A Pennsylvania appeals court on Wednesday overturned rapper Meek Mill’s conviction in a drug and gun case that has kept the rapper on probation for a decade and made him a celebrity crusader for criminal justice reform.
The unanimous three-judge panel said that new evidence that undermines the credibility of the officer who testified against the rapper at his trial made it likely he would be acquitted if the case were retried.
City prosecutors have backed the defense bid for a new trial and confirmed they do not trust the officer, who has since left the force and was the only prosecution witness at the 2008 nonjury trial. Still, District Attorney Larry Krasner said Wednesday his office needs time to decide whether to drop the case.
The 32-year-old performer, born Robert Rihmeek Williams, is now free of the court supervision he’s been under most of his adult life. Williams has said he had trouble notifying probation officers about his travels as required because of the erratic nature of the music industry. A little more than a year ago, he spent five months in prison over technical violations of his parole.
“The past 11 years have been mentally and emotionally challenging, but I’m ecstatic that justice prevailed,” Williams said in a statement. “Unfortunately, millions of people are dealing with similar issues in our country and don’t have the resources to fight back like I did. We need to continue supporting them.”
Reginald Graham, the officer who wrote the search warrant in Williams’ case and testified at his trial, left the Philadelphia Police department a few years ago after an internal probe found he had stolen money and then lied about it.
Graham testified at trial that Williams pointed a gun at him during his 2007 arrest outside his southwest Philadelphia home.
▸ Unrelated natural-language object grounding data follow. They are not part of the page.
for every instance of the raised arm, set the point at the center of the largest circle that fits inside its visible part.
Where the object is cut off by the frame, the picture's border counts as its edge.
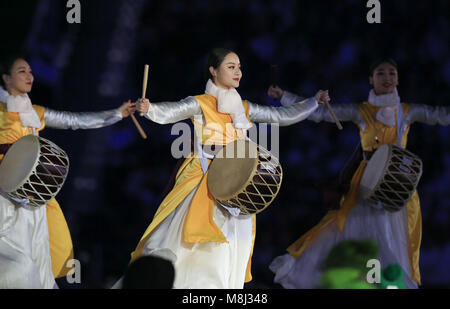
(431, 115)
(285, 115)
(171, 112)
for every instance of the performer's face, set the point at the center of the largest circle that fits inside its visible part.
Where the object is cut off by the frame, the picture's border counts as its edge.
(20, 80)
(384, 79)
(228, 74)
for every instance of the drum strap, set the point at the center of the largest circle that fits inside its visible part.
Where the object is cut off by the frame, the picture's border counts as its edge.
(203, 156)
(4, 148)
(23, 202)
(399, 125)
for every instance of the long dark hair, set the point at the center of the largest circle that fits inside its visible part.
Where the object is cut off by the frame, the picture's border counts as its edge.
(379, 61)
(6, 65)
(215, 58)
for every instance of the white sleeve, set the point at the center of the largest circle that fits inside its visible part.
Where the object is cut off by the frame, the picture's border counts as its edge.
(431, 115)
(171, 112)
(285, 115)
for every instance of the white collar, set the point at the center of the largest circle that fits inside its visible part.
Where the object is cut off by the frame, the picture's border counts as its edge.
(388, 103)
(229, 102)
(22, 105)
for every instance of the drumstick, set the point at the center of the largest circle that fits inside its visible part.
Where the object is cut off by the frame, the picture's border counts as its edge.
(144, 84)
(144, 136)
(334, 116)
(273, 75)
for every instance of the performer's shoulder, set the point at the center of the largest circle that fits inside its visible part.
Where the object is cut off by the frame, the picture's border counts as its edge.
(39, 109)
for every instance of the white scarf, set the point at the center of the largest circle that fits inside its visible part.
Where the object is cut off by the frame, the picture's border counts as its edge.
(229, 102)
(22, 105)
(388, 104)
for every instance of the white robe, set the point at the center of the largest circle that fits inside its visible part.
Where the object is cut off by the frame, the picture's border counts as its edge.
(25, 261)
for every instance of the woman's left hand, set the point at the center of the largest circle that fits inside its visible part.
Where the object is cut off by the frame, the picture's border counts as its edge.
(127, 109)
(322, 97)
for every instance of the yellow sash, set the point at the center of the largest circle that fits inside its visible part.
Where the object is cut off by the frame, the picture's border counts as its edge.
(61, 248)
(386, 135)
(199, 225)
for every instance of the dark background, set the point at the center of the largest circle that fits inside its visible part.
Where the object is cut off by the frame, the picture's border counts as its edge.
(116, 179)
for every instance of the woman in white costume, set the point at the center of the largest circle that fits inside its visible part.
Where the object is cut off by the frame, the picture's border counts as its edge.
(35, 243)
(210, 246)
(383, 119)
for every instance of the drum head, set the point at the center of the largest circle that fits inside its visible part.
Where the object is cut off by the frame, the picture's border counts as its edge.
(374, 171)
(19, 162)
(232, 169)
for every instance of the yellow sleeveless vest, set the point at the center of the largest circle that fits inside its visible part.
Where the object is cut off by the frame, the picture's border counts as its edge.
(61, 248)
(386, 135)
(199, 225)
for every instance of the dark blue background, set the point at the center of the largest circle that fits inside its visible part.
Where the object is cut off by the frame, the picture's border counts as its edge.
(117, 179)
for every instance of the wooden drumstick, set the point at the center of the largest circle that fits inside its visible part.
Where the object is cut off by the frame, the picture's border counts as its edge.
(141, 131)
(338, 123)
(144, 84)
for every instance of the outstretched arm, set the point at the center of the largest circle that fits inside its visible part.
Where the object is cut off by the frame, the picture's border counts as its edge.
(285, 115)
(86, 120)
(344, 112)
(169, 112)
(431, 115)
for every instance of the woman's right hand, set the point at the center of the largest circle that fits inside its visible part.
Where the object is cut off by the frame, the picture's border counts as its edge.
(275, 92)
(142, 105)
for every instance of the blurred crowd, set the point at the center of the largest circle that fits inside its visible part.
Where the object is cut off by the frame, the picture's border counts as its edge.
(117, 179)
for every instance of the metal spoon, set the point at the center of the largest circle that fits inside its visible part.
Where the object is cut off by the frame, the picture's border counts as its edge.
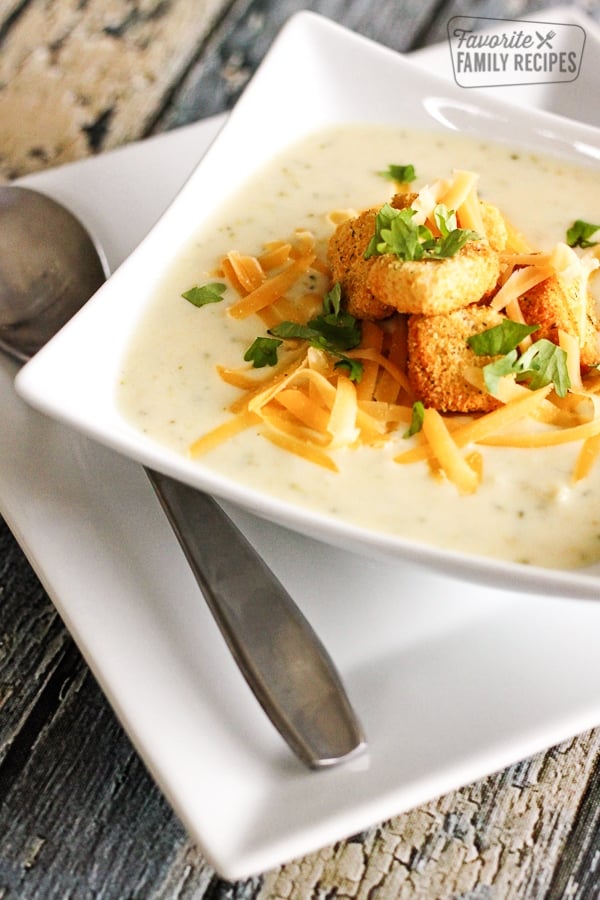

Williams, who was 19 at the time, has denied pointing a gun at police.
A police colleague who took part in the arrest later said Graham lied about Williams brandishing a gun.
“Rather, (he) observed Williams attempt to discard his weapon,” President Judge Jack A. Panella wrote in Wednesday’s opinion, concluding that the new evidence was so strong “that a different verdict will likely result at a retrial.”